He would arrive at the schoolhouse at closing time and invite the younger children to pile in on the clean straw. Sooner or later all would get their turn.

And the Presbyterian ladies of the choir, who braved winter nights for practice sessions, were relieved and happy to find Billy at the church door when they finished. It is said they sang all the way home in the sleigh.

When he wasn't delighting schoolchildren and choristers, Billy Guild used his trusty team to move buildings around town. One notable story recalls his purchase of the first Presbyterian church building. He planned to move it from its Dunton Avenue location to a lot at Vine and Vail.

                                                                                                                                                                                                                       
 

Circumstances intervened and the old church was still in the middle of Dunton when it was time for Sunday worship. Stalwart Presbyterians "walked the plank," according to Daisy Daniels, "to hear the sermon that day."

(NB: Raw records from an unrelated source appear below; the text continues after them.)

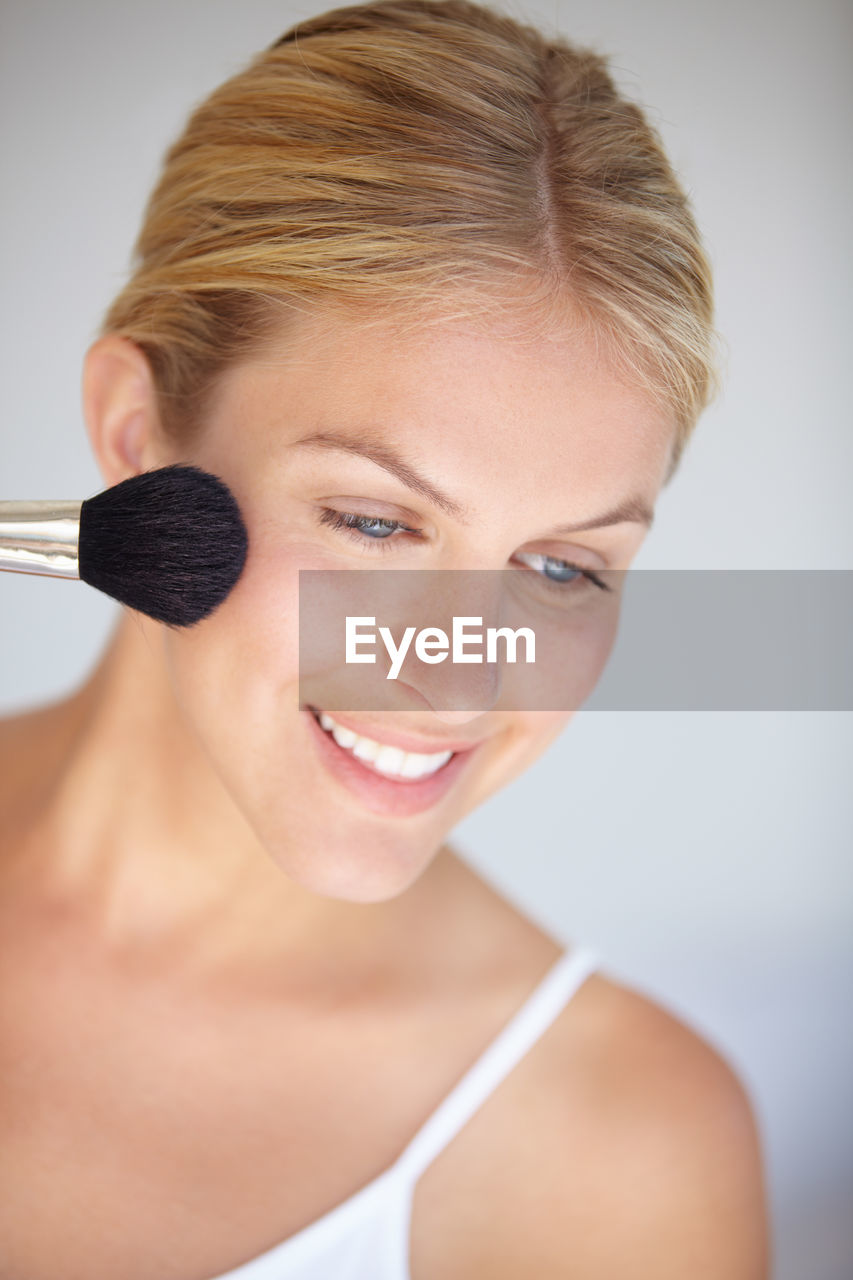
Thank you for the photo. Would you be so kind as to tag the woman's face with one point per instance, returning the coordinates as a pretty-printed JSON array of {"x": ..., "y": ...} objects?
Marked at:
[{"x": 459, "y": 448}]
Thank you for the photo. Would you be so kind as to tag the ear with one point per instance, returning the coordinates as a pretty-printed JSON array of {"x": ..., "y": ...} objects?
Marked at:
[{"x": 121, "y": 408}]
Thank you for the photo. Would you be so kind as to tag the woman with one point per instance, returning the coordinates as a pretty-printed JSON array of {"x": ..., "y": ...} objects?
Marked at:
[{"x": 418, "y": 280}]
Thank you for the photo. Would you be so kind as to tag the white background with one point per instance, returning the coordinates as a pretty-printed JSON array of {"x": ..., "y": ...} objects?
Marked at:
[{"x": 707, "y": 855}]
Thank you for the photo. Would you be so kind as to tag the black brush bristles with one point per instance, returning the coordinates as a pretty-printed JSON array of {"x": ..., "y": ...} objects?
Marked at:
[{"x": 169, "y": 543}]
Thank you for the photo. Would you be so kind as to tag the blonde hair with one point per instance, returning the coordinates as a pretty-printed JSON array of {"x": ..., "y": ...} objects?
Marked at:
[{"x": 416, "y": 156}]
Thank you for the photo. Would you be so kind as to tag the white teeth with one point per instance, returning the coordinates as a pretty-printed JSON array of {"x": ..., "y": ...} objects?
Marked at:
[{"x": 386, "y": 759}]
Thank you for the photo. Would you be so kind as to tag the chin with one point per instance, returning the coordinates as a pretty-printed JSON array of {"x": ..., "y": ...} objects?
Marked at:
[{"x": 356, "y": 871}]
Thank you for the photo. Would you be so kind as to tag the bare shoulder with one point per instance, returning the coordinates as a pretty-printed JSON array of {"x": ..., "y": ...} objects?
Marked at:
[{"x": 651, "y": 1159}]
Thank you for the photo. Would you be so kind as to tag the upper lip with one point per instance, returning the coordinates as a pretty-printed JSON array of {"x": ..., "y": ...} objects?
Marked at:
[{"x": 405, "y": 741}]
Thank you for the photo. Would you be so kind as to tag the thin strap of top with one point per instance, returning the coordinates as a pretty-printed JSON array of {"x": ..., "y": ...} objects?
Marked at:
[{"x": 509, "y": 1047}]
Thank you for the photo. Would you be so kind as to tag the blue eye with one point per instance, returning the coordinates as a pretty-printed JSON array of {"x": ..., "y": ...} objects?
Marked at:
[
  {"x": 560, "y": 574},
  {"x": 364, "y": 529},
  {"x": 375, "y": 533}
]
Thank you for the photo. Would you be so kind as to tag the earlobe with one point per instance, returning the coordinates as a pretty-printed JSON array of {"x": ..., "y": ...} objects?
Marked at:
[{"x": 121, "y": 408}]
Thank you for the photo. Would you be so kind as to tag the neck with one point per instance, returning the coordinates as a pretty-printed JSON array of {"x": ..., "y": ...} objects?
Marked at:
[{"x": 131, "y": 823}]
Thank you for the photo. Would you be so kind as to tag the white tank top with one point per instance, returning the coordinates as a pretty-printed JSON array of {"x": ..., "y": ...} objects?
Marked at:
[{"x": 366, "y": 1235}]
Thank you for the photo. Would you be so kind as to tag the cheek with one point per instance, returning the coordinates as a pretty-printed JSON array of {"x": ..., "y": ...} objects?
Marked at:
[{"x": 236, "y": 672}]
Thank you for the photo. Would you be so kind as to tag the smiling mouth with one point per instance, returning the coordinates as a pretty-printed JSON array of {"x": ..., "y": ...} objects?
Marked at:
[{"x": 389, "y": 762}]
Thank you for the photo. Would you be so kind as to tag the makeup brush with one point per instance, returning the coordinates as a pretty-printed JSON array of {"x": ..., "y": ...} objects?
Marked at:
[{"x": 169, "y": 543}]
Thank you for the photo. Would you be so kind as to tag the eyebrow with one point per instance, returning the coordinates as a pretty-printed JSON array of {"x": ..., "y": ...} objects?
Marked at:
[{"x": 633, "y": 510}]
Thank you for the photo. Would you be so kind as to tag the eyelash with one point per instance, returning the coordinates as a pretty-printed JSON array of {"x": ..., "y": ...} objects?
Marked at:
[{"x": 347, "y": 522}]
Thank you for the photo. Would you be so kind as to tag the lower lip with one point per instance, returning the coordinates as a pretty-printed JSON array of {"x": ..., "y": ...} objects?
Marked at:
[{"x": 398, "y": 799}]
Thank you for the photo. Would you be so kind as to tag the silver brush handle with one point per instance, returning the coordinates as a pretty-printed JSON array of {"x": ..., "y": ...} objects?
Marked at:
[{"x": 40, "y": 538}]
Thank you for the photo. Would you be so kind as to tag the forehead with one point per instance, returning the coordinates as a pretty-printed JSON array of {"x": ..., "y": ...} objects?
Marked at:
[{"x": 493, "y": 398}]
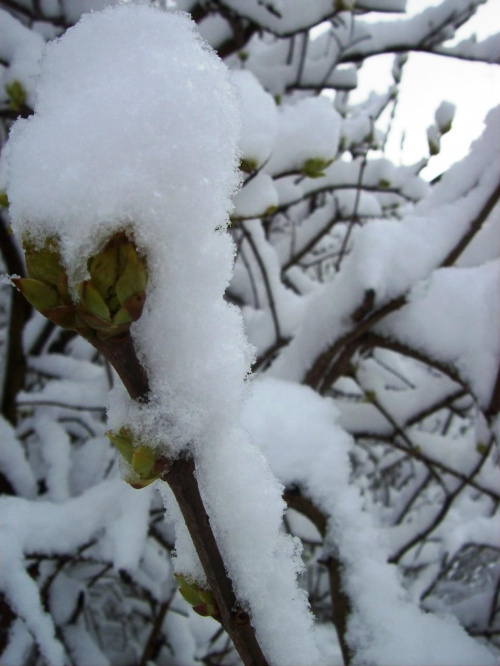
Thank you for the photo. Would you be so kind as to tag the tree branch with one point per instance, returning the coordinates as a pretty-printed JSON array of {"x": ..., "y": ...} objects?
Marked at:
[{"x": 180, "y": 474}]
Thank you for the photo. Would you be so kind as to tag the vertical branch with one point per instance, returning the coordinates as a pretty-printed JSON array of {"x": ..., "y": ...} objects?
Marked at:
[
  {"x": 20, "y": 312},
  {"x": 180, "y": 474}
]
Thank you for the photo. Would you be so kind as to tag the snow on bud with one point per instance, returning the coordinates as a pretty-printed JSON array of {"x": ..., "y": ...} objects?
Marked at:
[
  {"x": 136, "y": 129},
  {"x": 434, "y": 140},
  {"x": 144, "y": 464},
  {"x": 201, "y": 599},
  {"x": 106, "y": 304}
]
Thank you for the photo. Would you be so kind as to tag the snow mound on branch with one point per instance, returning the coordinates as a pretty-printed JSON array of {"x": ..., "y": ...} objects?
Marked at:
[
  {"x": 136, "y": 127},
  {"x": 306, "y": 448}
]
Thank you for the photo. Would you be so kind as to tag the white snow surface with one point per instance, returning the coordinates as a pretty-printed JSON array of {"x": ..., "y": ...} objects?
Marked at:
[
  {"x": 259, "y": 117},
  {"x": 21, "y": 48},
  {"x": 98, "y": 157},
  {"x": 136, "y": 127},
  {"x": 309, "y": 129},
  {"x": 299, "y": 432}
]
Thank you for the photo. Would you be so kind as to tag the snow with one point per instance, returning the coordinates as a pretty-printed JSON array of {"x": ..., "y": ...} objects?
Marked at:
[
  {"x": 173, "y": 190},
  {"x": 257, "y": 198},
  {"x": 162, "y": 165},
  {"x": 259, "y": 118},
  {"x": 390, "y": 257},
  {"x": 465, "y": 323},
  {"x": 298, "y": 430},
  {"x": 13, "y": 463},
  {"x": 307, "y": 130},
  {"x": 21, "y": 48}
]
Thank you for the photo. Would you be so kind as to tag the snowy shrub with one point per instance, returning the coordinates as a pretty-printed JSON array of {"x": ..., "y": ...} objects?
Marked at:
[{"x": 251, "y": 381}]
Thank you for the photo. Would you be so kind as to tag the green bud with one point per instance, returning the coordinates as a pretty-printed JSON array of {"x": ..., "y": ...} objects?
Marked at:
[
  {"x": 132, "y": 278},
  {"x": 206, "y": 596},
  {"x": 143, "y": 461},
  {"x": 201, "y": 599},
  {"x": 315, "y": 166},
  {"x": 104, "y": 270},
  {"x": 370, "y": 396},
  {"x": 270, "y": 211},
  {"x": 248, "y": 164},
  {"x": 122, "y": 442},
  {"x": 64, "y": 316},
  {"x": 190, "y": 595},
  {"x": 93, "y": 307},
  {"x": 434, "y": 147},
  {"x": 44, "y": 263},
  {"x": 16, "y": 94},
  {"x": 39, "y": 294}
]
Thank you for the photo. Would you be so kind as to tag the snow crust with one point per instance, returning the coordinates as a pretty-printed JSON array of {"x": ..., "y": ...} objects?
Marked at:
[
  {"x": 22, "y": 49},
  {"x": 298, "y": 430},
  {"x": 161, "y": 165},
  {"x": 259, "y": 118},
  {"x": 309, "y": 129},
  {"x": 98, "y": 157}
]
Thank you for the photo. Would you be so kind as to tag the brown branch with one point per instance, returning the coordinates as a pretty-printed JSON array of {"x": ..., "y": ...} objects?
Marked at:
[
  {"x": 180, "y": 474},
  {"x": 475, "y": 226},
  {"x": 341, "y": 606},
  {"x": 325, "y": 366},
  {"x": 443, "y": 511},
  {"x": 20, "y": 312}
]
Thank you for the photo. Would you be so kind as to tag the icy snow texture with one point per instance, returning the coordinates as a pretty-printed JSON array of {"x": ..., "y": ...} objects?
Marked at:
[
  {"x": 309, "y": 129},
  {"x": 391, "y": 257},
  {"x": 21, "y": 48},
  {"x": 298, "y": 431},
  {"x": 259, "y": 117},
  {"x": 136, "y": 127},
  {"x": 98, "y": 157},
  {"x": 256, "y": 197}
]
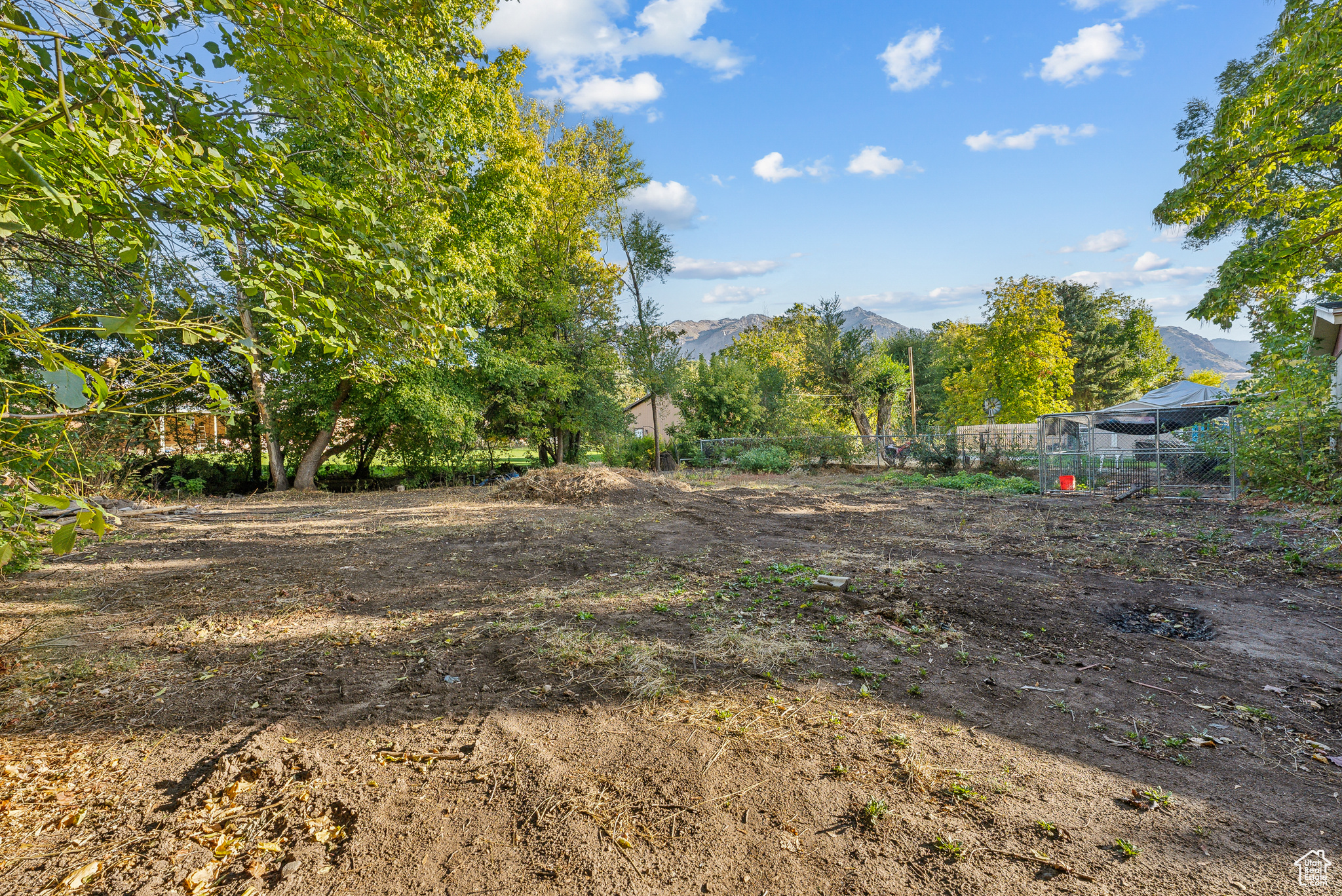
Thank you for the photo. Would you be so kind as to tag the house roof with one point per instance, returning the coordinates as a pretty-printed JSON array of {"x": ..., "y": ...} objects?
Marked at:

The old church lived on for years as a gymnasium and then an apartment building until it was declared unsafe and burned down by the fire department for practice.

Just as we, in our day, were devoted to HANA's carriage rides, so Billy Guild and his faithful team engendered a loyalty in all who rode in his sleigh, snow gently grazing against their cheeks. The Presbyterian women showed their appreciation by surprising him with a handsome lap robe and the children collected pennies to buy him warm gloves.

Billy thanked them with a poem describing how he was pleasing himself "while he is pleasing you."